This heightened intelligence and interconnected mind have allowed the coral to become exceptional at working as a team. Specialized colonies can use their tentacles to grip and move objects or even other coral attached to moveable objects. This is what has allowed them to construct the living palace and alter its rooms to one's convenience. Another advantageous adaptation that the coral has achieved is the ability to communicate with other complex organisms through intricate chemical signals. This makes communication at a range unreliable unless they are trying to send out a message en masse.

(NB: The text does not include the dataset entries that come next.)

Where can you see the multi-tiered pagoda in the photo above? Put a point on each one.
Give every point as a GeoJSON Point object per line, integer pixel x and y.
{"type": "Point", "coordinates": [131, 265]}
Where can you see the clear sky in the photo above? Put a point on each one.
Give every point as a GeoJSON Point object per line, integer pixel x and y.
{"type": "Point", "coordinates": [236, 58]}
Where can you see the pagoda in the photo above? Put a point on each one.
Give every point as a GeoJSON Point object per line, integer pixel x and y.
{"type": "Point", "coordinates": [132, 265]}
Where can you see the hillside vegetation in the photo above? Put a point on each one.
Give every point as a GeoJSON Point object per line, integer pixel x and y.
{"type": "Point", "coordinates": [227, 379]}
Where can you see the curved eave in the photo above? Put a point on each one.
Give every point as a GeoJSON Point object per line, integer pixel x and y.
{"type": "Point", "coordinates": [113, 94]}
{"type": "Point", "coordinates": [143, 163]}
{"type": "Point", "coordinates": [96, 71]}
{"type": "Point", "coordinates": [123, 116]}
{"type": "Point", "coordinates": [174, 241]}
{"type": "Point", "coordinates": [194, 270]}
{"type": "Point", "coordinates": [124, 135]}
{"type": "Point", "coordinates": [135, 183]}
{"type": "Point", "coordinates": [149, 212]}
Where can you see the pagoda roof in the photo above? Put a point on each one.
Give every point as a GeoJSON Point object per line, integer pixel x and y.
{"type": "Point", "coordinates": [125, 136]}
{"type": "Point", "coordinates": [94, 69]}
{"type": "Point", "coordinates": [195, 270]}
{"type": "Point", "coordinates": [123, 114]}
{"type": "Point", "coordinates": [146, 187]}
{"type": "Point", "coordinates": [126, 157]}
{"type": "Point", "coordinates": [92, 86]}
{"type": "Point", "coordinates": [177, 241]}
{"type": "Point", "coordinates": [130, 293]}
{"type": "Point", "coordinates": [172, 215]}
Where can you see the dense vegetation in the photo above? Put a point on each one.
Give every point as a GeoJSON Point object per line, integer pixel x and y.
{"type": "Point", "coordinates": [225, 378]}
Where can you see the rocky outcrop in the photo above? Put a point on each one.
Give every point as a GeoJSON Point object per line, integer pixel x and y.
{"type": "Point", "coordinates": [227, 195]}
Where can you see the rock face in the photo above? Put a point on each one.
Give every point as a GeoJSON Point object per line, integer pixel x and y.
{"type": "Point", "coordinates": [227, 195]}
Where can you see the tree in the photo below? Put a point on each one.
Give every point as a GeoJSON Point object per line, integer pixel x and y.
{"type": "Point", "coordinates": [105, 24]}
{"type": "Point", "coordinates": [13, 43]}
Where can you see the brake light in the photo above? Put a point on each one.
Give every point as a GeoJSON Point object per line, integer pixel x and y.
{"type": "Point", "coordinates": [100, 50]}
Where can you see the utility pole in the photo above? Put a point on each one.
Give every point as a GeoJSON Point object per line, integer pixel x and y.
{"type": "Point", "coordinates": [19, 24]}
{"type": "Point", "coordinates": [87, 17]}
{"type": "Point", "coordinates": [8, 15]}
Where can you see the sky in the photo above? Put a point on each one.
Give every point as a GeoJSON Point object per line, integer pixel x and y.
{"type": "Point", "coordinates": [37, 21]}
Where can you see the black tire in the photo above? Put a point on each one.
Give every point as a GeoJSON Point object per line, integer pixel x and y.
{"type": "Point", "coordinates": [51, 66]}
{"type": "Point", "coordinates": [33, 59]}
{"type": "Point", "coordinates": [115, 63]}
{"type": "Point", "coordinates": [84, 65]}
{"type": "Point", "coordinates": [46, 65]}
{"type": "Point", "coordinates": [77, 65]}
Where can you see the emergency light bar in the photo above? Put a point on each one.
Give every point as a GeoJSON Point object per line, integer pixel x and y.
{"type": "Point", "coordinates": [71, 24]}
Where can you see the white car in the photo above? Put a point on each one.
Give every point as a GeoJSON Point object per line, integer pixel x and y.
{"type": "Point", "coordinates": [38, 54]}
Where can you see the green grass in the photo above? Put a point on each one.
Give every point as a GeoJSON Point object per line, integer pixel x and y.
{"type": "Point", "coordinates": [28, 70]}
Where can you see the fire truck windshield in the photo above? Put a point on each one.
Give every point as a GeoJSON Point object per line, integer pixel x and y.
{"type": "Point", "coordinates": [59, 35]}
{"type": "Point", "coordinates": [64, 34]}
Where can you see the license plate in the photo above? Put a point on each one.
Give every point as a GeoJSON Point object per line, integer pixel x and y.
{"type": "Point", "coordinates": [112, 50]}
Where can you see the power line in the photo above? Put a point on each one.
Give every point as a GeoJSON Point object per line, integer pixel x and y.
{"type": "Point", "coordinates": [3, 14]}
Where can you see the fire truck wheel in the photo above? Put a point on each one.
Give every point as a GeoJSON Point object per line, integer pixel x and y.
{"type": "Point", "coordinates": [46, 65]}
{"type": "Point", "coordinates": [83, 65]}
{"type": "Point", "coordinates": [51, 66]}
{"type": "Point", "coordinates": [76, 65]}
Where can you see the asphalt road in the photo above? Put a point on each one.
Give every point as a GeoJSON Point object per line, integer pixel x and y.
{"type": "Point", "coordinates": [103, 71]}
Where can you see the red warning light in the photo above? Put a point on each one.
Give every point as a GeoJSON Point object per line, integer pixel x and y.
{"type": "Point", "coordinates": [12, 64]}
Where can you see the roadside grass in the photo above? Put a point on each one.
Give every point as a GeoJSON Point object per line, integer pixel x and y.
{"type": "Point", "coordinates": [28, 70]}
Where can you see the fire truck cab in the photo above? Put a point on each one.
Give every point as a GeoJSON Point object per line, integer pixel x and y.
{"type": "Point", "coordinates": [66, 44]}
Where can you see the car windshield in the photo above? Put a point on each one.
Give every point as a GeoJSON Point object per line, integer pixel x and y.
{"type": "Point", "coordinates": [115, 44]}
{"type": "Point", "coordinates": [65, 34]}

To combat this the Colonies have selectively bred a large variety of bioluminescent plankton who can be sent out to communicate at a range and send messages long distances. 

To move and spread and interact with the outside world, the colonies have begun attacking themselves onto other organic life with who they communicate via chemical signals. The most popular creatures are various forms of hard-shelled aquatic life such as turtles or horseshoe crabs. Alternatively, they may choose large thick-skinned creatures such as small whales. 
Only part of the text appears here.